Parecer em Ação Direta de Inconstitucionalidade

 

Autos nº 0063122-70.2012.8.26.0000

Requerente: Prefeito Municipal de Ubatuba

Objeto: Lei Municipal nº 3.465, de 03 de janeiro de 2012, de Ubatuba

Ementa:

1)      Ação direta de inconstitucionalidade. Lei Municipal nº 3.465, de 03 de janeiro de 2012, de Ubatuba, decorrente de iniciativa parlamentar, que “Altera a Lei Municipal nº 840/86, liberando o horário de funcionamento dos módulos especiais da Praia das Toninhas e da Maranduba”.

2)      Violação da regra da separação de poderes (art. 5º, art. 47, II e XIV, e art. 144 da Constituição Paulista). Ato normativo que revela, na prática, verdadeiro ato de gestão administrativa.

3)      Inconstitucionalidade reconhecida.

Colendo Órgão Especial

Excelentíssimo Senhor Desembargador Relator

Trata-se de ação direta de inconstitucionalidade proposta pelo Senhor Prefeito Municipal de Ubatuba, tendo como alvo a Lei Municipal nº 3.465, de 03 de janeiro de 2012, de Ubatuba, decorrente de iniciativa parlamentar, que “Altera a Lei Municipal nº 840/86, liberando o horário de funcionamento dos módulos especiais da Praia das Toninhas e da Maranduba”.

Alega o autor a ocorrência de desrespeito ao princípio da separação de poderes, pois tratar da matéria cabe apenas ao Chefe do Poder Executivo (artigos 5º, 19, V e 144 da Constituição do Estado).

Foi determinada, liminarmente, a suspensão da eficácia do ato normativo (fls. 18).

A Câmara Municipal prestou informações (fls. 24/26).

É o relato do essencial.

Em que pese determinação em contrário (fls. 18), rogamos vênia para requerer seja citado o Senhor Procurador-Geral do Estado para que se manifeste a respeito do pedido de declaração de inconstitucionalidade, tendo em vista o disposto no art. 90, § 2º da Constituição do Estado.

A ação deve ser julgada procedente.

A Lei Municipal nº 3.465, de 03 de janeiro de 2012, de Ubatuba, decorrente de iniciativa parlamentar, que “Altera a Lei Municipal nº 840/86, liberando o horário de funcionamento dos módulos especiais da Praia das Toninhas e da Maranduba”, tem a seguinte redação:

“(...)

Art. 1º. Ao inciso IV, do artigo 11, da Lei Municipal nº 840 de 05 de novembro de 1986, com a redação dada pela Lei Municipal nº 1628 de 03 de setembro de 1997, fica acrescentada a expressão ‘e nos MÓDULOS instalados na Praia das Toninhas e na Praia da Maranduba que ficarão liberados da limitação de horário, vedada a apresentação ao vivo a partir das 20 hs’, passando a vigorar com a seguinte redação:

‘Art. 11. Ao permissionário é vedado:

I-...

...

IV – manter o MÓDULO ou CARRINHO ESPECIAL, a seguir designados de equipamento, em funcionamento no período noturno, compreendido entre 20 horas e 05 horas, exceto os instalados na Praia do Itaguá, que poderão funcionar até as 24:00 horas, e os MÓDULOS instalados na Praia Grande e Praia das Toninhas, que ficarão liberados da limitação de horário, vedada apresentação de música ao vivo a partir das 20:00 horas’.
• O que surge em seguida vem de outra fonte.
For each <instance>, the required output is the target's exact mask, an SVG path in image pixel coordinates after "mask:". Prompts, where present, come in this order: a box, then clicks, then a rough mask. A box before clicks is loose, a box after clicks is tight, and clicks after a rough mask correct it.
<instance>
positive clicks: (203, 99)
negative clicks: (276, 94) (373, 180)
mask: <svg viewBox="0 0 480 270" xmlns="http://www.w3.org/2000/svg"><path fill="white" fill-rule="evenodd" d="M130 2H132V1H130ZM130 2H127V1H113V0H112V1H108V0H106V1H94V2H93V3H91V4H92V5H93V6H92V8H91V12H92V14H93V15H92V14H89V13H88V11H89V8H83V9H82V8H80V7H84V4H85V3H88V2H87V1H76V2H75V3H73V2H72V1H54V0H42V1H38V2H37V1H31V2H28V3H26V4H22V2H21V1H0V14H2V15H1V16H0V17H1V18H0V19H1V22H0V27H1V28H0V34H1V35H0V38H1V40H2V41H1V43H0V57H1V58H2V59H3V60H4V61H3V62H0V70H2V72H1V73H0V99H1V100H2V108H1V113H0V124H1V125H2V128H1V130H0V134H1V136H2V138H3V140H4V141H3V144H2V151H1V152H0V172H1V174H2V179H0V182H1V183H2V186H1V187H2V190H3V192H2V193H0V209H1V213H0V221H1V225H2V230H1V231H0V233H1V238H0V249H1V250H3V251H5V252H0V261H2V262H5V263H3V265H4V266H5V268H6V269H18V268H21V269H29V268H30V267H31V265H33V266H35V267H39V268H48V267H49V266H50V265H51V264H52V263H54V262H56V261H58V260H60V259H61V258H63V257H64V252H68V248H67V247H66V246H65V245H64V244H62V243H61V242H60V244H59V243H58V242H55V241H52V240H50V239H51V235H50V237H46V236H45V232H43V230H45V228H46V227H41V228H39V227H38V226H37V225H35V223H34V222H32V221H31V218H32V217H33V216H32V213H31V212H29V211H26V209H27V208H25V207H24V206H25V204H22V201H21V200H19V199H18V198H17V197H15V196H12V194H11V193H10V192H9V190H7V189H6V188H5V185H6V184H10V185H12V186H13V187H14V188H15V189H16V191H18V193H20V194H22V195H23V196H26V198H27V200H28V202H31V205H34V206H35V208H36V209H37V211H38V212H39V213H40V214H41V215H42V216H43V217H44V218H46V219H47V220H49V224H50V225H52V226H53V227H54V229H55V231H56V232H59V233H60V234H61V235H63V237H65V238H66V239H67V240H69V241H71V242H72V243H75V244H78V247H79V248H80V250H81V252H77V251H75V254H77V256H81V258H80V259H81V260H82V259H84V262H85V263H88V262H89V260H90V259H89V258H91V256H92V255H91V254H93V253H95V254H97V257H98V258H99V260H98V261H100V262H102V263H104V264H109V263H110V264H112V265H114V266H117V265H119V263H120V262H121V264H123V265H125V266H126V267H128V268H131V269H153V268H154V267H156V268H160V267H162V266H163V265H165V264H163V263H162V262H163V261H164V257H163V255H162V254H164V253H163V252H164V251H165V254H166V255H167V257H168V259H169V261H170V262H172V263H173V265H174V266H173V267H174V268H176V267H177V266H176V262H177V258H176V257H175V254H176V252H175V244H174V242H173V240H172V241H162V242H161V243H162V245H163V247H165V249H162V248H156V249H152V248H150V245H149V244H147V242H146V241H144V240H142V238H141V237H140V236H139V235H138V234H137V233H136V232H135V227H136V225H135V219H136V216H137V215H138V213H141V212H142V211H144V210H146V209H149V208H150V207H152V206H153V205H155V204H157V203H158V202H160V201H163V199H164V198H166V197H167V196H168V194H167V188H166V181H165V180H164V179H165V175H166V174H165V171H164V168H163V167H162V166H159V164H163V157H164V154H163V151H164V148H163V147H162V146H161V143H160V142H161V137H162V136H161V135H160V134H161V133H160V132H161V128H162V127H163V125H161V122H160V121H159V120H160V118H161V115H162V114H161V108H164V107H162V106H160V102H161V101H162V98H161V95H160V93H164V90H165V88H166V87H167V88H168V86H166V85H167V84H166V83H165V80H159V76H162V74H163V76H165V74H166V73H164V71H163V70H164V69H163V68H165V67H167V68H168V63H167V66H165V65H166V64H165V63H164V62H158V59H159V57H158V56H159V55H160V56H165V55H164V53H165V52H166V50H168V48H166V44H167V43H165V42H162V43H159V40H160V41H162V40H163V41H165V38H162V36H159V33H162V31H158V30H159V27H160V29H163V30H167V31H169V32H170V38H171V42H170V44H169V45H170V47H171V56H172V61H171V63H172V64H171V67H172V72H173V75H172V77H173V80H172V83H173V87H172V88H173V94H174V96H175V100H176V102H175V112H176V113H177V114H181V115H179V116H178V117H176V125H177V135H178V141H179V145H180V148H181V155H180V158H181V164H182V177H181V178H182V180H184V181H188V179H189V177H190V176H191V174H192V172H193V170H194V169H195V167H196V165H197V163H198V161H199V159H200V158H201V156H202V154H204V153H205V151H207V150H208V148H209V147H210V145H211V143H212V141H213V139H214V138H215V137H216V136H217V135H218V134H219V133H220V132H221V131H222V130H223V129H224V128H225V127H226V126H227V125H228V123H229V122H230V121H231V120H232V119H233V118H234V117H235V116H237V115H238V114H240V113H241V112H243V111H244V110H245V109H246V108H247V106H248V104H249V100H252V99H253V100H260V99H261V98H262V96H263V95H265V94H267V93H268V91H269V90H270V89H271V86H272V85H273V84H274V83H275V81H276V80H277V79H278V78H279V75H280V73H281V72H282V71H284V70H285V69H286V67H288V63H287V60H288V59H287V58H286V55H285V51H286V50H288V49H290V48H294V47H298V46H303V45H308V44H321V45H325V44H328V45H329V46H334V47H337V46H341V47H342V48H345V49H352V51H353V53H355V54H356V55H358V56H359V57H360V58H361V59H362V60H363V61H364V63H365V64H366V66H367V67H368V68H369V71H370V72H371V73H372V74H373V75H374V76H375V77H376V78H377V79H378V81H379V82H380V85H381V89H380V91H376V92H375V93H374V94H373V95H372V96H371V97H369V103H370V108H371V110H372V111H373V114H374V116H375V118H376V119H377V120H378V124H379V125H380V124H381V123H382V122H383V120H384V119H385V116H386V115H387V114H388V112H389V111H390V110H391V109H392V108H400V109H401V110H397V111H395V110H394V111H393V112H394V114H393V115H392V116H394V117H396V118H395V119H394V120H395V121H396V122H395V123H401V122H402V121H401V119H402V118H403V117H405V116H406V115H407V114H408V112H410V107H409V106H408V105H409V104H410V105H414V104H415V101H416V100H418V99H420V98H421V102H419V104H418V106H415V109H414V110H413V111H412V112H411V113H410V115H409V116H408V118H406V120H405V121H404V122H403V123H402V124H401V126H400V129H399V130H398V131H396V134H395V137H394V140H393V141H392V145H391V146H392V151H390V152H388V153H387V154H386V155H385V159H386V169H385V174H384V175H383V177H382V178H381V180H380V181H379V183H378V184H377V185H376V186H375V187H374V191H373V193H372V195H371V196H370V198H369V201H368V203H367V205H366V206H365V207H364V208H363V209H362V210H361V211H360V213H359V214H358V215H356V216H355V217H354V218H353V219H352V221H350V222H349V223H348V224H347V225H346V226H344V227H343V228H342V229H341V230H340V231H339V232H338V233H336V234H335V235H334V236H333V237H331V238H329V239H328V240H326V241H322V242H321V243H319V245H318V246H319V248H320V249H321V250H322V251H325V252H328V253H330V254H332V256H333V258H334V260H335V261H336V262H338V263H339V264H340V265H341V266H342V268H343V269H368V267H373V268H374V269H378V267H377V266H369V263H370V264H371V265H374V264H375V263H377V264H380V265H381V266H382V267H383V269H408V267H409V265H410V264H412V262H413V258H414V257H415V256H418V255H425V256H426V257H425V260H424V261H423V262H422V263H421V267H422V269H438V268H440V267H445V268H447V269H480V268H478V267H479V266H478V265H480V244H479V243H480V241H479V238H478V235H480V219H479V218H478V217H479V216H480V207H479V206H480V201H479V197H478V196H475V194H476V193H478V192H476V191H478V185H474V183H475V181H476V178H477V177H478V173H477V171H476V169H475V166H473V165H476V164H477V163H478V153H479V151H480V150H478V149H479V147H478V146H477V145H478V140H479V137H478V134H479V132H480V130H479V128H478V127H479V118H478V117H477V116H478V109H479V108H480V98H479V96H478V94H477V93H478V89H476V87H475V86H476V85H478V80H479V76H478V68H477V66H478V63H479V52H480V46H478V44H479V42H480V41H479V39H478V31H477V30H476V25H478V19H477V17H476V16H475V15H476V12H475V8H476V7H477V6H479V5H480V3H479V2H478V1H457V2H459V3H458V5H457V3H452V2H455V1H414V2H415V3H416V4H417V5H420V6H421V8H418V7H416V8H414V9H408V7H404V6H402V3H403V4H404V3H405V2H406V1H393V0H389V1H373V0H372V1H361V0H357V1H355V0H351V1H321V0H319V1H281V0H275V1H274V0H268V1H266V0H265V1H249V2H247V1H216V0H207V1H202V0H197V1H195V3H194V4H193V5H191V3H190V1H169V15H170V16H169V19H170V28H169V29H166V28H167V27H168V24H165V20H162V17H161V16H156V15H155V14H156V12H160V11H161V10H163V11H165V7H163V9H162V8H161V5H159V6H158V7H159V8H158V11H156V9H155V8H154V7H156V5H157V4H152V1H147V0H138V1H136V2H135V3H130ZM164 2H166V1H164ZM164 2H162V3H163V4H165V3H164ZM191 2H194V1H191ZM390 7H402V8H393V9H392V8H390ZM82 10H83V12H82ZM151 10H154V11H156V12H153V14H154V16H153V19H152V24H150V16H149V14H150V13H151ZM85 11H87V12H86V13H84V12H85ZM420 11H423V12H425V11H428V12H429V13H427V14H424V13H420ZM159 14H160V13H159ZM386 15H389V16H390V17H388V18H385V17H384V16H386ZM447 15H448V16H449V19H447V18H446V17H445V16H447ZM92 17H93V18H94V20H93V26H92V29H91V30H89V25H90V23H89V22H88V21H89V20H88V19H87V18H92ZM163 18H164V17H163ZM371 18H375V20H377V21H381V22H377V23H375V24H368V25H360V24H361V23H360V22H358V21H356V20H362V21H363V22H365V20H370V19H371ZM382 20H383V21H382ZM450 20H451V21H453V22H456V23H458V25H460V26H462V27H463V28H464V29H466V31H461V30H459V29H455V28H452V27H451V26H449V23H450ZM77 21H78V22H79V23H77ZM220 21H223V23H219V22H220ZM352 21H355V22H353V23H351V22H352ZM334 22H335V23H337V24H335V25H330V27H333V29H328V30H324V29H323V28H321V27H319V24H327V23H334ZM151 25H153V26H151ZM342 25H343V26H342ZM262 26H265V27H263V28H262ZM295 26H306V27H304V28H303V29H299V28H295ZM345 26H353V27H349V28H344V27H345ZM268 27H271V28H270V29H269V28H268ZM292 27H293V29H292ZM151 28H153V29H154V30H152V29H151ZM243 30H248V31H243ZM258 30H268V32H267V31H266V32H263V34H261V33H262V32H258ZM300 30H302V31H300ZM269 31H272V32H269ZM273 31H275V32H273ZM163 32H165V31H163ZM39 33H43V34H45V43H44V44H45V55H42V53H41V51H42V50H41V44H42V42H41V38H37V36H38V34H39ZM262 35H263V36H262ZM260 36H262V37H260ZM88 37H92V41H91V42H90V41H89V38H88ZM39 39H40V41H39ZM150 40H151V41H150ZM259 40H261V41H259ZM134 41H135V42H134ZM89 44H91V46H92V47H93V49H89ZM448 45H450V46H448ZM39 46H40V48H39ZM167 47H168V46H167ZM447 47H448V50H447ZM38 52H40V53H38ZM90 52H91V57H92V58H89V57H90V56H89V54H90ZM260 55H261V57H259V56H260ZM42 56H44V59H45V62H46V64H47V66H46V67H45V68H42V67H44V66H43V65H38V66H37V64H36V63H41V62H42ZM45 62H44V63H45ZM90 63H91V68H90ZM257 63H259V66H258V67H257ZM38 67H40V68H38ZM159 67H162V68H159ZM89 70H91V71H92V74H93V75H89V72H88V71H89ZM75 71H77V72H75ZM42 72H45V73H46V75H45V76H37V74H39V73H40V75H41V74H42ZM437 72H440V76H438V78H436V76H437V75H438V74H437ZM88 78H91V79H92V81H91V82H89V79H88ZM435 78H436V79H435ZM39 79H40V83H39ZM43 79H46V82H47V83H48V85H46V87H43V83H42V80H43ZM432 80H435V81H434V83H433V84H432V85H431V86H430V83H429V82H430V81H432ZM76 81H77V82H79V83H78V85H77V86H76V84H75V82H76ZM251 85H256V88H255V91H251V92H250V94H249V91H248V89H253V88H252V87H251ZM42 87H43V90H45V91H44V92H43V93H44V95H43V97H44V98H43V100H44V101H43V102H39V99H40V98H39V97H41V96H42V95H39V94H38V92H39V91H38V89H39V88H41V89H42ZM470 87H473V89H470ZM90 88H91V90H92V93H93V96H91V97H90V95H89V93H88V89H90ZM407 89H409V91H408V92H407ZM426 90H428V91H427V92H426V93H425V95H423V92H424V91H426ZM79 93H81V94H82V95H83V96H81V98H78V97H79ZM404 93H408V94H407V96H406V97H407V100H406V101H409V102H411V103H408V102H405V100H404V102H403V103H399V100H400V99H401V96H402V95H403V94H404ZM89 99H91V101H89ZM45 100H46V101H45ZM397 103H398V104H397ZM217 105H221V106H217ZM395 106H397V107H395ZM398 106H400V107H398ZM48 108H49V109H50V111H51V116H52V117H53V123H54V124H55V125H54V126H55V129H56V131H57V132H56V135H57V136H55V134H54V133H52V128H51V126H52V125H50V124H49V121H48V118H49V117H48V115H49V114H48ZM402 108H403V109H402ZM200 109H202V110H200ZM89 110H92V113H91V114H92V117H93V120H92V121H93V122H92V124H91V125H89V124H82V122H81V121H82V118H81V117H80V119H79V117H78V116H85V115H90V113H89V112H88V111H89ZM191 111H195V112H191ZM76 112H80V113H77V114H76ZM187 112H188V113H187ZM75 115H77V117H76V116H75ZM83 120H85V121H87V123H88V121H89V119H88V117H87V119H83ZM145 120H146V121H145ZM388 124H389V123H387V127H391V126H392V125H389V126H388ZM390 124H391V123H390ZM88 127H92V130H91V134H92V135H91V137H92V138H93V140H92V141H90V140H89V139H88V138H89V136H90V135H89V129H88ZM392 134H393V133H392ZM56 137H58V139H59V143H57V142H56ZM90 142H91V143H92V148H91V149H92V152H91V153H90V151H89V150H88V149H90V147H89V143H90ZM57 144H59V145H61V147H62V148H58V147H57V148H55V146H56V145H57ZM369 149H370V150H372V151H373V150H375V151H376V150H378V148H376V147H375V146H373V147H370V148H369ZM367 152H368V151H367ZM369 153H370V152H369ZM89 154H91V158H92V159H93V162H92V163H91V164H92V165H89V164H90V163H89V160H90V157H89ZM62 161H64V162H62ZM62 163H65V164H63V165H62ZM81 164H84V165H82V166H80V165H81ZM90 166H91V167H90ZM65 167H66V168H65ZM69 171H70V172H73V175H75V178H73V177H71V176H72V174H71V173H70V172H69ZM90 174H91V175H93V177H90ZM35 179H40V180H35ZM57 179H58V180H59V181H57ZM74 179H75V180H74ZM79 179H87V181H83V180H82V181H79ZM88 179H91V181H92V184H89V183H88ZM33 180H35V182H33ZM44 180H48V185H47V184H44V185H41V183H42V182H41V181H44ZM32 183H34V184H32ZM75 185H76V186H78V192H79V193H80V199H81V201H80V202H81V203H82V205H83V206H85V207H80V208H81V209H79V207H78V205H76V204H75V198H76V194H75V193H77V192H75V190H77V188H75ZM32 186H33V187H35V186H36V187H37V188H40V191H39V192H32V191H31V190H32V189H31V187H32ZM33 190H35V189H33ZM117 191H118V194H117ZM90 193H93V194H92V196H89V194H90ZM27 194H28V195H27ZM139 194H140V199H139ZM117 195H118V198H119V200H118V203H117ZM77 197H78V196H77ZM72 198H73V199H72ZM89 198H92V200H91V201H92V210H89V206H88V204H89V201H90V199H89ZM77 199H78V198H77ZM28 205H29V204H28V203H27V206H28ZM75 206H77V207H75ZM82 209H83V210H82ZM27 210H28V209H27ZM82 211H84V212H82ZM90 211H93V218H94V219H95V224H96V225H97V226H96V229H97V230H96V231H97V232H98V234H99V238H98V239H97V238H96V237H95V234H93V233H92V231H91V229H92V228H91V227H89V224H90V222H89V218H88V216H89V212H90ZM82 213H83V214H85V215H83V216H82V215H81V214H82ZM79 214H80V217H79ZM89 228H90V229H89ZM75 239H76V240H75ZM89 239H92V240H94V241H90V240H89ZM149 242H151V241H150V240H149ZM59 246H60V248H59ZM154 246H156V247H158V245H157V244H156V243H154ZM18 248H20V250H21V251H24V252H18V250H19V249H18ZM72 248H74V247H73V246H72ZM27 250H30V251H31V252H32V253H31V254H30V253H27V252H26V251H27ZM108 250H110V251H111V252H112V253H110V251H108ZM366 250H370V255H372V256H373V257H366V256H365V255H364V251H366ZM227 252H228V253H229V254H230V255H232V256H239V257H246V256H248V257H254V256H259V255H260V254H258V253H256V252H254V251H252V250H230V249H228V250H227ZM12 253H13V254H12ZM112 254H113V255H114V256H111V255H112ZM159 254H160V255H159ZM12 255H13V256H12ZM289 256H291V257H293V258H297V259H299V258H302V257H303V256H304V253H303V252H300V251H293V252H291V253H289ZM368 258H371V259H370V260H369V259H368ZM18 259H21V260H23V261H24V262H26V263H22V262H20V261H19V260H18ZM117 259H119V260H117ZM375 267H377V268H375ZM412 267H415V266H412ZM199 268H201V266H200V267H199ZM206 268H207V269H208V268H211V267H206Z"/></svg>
Art. 2º. Esta lei entra em vigor na data de sua publicação, revogadas as disposições em contrário.

(...)”

Observe-se que a pretexto de editar ato normativo, o Poder Legislativo Municipal praticou verdadeiro ato de gestão administrativa, pois disciplinou limites específicos a serem seguidos nos atos administrativos de autorização ou permissão de uso de bens públicos, referindo-se especificamente a locais, horários, e às condutas autorizadas ou negadas aos “módulos” ou “carrinhos especiais”, sob responsabilidade de particulares, nas praias do Município de Ubatuba.

Com a devida vênia, os limites da autorização ou permissão devem ser definidos pela Administração Pública Municipal, e não pelo Poder Legislativo, por tratar-se de típico ato administrativo.
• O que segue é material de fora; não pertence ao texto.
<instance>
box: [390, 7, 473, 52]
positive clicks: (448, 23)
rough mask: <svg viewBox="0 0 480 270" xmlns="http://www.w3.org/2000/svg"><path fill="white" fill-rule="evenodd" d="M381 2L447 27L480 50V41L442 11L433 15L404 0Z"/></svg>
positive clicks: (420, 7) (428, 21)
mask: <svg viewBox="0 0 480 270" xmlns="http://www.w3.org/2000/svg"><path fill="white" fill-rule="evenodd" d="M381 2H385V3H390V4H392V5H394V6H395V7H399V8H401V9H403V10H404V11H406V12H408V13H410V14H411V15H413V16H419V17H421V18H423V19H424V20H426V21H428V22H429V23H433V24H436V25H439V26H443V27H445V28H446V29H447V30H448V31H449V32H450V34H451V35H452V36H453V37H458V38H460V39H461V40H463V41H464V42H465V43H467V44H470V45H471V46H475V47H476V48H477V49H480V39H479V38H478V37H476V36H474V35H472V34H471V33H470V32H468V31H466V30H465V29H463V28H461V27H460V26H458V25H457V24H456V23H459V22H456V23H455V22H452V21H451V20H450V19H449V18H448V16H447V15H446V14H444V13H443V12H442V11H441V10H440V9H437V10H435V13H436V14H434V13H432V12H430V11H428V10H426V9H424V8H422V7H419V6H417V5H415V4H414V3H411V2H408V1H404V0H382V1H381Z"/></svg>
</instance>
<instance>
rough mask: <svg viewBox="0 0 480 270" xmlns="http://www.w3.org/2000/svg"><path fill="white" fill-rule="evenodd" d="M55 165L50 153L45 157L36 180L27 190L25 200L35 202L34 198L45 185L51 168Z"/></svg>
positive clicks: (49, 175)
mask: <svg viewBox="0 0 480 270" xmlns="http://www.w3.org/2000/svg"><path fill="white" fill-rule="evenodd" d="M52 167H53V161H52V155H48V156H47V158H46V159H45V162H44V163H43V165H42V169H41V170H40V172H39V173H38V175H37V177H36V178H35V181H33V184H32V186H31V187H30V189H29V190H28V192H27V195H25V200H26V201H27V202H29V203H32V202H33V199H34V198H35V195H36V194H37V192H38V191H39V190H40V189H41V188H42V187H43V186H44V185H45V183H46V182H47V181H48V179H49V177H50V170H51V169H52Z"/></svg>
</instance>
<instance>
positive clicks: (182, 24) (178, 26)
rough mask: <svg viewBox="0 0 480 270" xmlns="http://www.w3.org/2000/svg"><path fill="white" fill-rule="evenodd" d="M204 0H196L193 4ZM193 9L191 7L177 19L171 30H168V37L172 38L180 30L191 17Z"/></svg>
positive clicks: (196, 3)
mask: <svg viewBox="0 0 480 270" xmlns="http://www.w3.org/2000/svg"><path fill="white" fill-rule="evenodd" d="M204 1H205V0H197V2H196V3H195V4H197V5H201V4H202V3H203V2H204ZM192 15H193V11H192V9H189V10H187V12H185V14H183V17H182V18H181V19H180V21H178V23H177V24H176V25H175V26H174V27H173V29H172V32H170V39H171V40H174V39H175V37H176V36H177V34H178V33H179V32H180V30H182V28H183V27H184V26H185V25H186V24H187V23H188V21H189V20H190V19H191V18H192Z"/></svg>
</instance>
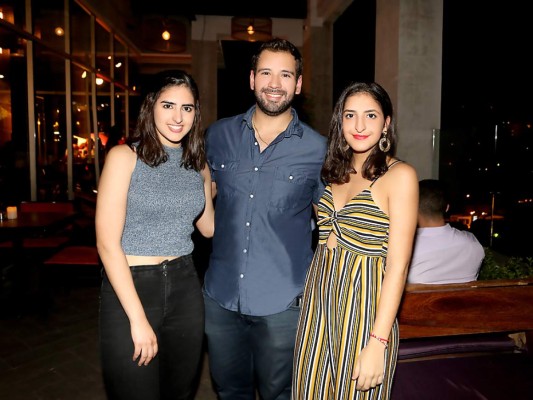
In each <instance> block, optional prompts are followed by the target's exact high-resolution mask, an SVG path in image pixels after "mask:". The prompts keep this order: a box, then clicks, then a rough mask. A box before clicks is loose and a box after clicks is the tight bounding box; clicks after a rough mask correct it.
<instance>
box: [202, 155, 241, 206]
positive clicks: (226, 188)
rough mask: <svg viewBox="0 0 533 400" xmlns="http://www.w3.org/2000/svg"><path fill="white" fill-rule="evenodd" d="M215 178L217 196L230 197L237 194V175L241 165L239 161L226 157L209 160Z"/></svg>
mask: <svg viewBox="0 0 533 400" xmlns="http://www.w3.org/2000/svg"><path fill="white" fill-rule="evenodd" d="M209 166H210V167H211V171H212V176H213V180H214V181H215V183H216V185H217V197H219V196H220V197H224V198H230V197H233V196H234V195H235V192H236V188H235V181H236V179H235V175H236V173H237V169H238V167H239V162H238V161H232V160H226V159H221V158H219V159H212V160H209Z"/></svg>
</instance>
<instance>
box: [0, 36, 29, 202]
mask: <svg viewBox="0 0 533 400" xmlns="http://www.w3.org/2000/svg"><path fill="white" fill-rule="evenodd" d="M0 43H1V46H2V47H1V49H2V50H1V51H0V207H2V208H5V207H6V206H8V205H10V204H15V203H17V202H18V201H19V200H20V199H22V198H25V199H28V198H29V197H30V183H29V182H30V176H29V163H28V114H27V109H28V98H27V81H28V79H27V73H26V41H24V40H17V37H16V36H15V34H14V33H12V32H11V31H8V30H6V29H4V28H3V27H2V26H0Z"/></svg>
Em que pese a boa intenção que certamente animou a iniciativa parlamentar, o ato normativo impugnado revela-se, portanto, invasivo da esfera da gestão administrativa, inerente à atividade típica do Poder Executivo.

Desse modo, a lei de iniciativa parlamentar configura verdadeiro ato administrativo, sendo apenas “formalmente” ato legislativo.

Não é necessário que a lei autorize ou determine ao Poder Executivo fazer aquilo que, naturalmente, encontra-se dentro de sua esfera de decisão e ação.

Em outras palavras se a lei, fora das hipóteses constitucionalmente previstas, dispõe sobre atividade tipicamente inserida na esfera da Administração Pública, isso significa invasão da esfera de competências do Poder Executivo por ato do Legislativo, configurando-se claramente a violação do princípio da separação de poderes.

Criar determinado programa governamental, ou determinar providências singelas inseridas no âmbito da atividade administrativa – precisamente o que se verifica na hipótese em exame - é matéria exclusivamente relacionada à Administração Pública, a cargo do Chefe do Executivo.

E mais: ainda que fosse o ato normativo oriundo de iniciativa do Chefe do Executivo, seria inconstitucional.

A razão é simples: o Chefe do Executivo não necessita de autorização legislativa para fazer aquilo que está na esfera de sua competência constitucional. Se ele encaminha projeto de lei para tal escopo, isso configura hipótese de delegação inversa de poderes, vedada pelo art. 5º, § 1º da Constituição Paulista.

         Em síntese, cabe nitidamente ao administrador público, e não ao legislador, deliberar a respeito do tema.

A inconstitucionalidade, portanto, decorre da violação da regra da separação de poderes, prevista na Constituição Paulista e aplicável aos Municípios (art. 5º, art. 47, II e XIV, e art. 144).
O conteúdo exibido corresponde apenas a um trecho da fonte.